最後に思い切り押し開けると、大きな音を立てて扉が壁に当たる。
「すごいな。前も見えないぞ」
その扉の向こうにはは、彼らの背丈ほどもある草が生い茂っていた。
「派手に行くなら、わてに任せるアル」
ポンと胸を叩いて、張々湖がぼっと炎を吐き出すと、先頭に立って草を焼き払い、道を作っていく。
「なるほどね」
「何があるかわからない。十分気をつけてくれ」
ジョーが張々湖のすぐ後ろを歩きながら、全員に向かって言った。
「了解。普通に考えても罠をはってるだろうな」
「だが、フランソワーズを助け出すのが目的だ。ちょっとやそっとの罠にびびってちゃ、なんにも始まらないぜ?」
ジェットが吐き捨てるように言う。
「ま、そういうことだな」
門から屋敷まで、それなりの距離があるようだった。
草に埋もれていながらも、所々に彫刻や、樹木が見える。
「まったく、ゼルの奴は何を考えてるのかね。どうせならここも整えておいてくれりゃいいのに。どうせ歓迎してくれるんだろうから」
グレートがあたりを見回しながら呟く。
「もうこの辺りから歓迎が始まるのかもしれないぜ」
ハインリヒが皮肉めいた笑みを浮かべてグレートを振り返った。
「来るなら来いってんだよ、まだ屋敷につかねえのかよっ!」
イライラした声を上げてジェットが辺りの草を蹴散らす。
「その辺に地雷でも埋まってたりしてな」
のんきな声でグレートが混ぜ返す。
「却って、ここになんにも仕掛けられていない方が不気味だよ」
そんな仲間たちの声をききながら、ジョーは黙々と歩いていた。
フランソワーズは、必ずここにいる。
必ず待っている。
あの時見た、涙が忘れられない。
「ジョー、屋敷の玄関だ」
ジェロニモの声に前を見ると、ちょうど張々湖の炎が、目の前を遮る草を焼ききったところだった。

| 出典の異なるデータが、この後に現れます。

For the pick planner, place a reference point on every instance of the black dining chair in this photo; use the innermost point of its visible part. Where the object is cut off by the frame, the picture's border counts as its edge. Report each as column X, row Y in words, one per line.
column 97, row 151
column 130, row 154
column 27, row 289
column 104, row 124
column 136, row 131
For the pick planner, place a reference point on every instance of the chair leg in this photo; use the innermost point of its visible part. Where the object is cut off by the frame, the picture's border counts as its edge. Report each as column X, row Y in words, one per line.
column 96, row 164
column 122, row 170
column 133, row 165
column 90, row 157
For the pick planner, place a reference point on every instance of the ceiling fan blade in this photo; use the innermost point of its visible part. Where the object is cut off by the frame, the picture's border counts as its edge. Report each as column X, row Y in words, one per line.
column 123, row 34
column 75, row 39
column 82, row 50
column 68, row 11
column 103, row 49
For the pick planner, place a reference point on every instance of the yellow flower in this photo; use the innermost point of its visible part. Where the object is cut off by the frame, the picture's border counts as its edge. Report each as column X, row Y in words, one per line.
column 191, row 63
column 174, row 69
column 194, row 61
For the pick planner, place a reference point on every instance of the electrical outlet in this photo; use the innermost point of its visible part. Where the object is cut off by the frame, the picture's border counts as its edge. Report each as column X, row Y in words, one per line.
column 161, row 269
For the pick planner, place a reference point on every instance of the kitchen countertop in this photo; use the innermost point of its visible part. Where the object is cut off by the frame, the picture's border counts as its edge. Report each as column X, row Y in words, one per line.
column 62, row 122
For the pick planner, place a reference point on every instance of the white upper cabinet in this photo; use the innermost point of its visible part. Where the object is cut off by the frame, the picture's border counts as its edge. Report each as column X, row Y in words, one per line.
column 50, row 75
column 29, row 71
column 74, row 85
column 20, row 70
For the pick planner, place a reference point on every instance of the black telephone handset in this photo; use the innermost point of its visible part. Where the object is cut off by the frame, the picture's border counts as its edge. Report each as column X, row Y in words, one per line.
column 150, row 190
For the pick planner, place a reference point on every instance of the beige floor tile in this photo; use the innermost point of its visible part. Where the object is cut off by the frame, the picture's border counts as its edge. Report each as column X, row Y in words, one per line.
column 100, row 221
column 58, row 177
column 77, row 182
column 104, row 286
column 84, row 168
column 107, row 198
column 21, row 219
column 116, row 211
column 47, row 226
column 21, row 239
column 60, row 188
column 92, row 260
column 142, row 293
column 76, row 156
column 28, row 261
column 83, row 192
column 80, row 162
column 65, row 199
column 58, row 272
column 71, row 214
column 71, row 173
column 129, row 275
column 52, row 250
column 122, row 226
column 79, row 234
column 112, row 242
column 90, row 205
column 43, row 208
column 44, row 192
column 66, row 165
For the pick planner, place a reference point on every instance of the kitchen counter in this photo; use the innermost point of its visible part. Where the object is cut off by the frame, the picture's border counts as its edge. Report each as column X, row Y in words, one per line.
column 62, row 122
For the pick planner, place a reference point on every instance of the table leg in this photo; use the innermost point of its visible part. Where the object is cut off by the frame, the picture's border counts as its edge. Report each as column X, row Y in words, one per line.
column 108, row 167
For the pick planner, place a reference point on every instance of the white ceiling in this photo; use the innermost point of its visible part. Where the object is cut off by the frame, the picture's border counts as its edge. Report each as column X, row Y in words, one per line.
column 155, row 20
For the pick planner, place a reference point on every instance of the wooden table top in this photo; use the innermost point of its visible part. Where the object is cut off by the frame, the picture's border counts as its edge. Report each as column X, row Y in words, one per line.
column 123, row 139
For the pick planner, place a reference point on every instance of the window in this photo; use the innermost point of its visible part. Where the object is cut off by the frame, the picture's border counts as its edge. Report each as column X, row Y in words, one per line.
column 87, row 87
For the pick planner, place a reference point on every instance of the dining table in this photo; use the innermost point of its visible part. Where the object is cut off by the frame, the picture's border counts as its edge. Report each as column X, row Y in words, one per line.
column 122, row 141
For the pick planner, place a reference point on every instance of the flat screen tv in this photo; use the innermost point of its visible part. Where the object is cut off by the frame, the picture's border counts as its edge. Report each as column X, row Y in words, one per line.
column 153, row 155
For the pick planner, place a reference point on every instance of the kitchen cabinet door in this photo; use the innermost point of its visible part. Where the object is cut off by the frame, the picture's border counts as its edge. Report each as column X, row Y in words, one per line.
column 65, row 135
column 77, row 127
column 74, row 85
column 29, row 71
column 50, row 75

かなりの年代物のようだが、しっかりした屋敷のようだ。
白い壁には壁と同じように蔦が絡まり、重厚そうなドアを守っているようにも見えた。
「もちろん、正面から行くんだろ?」
ハインリヒがきく。
「もちろんだ」
この中のどこかに、彼女がいる。
ジョーは、扉の前に立ち、大きく息を吸った。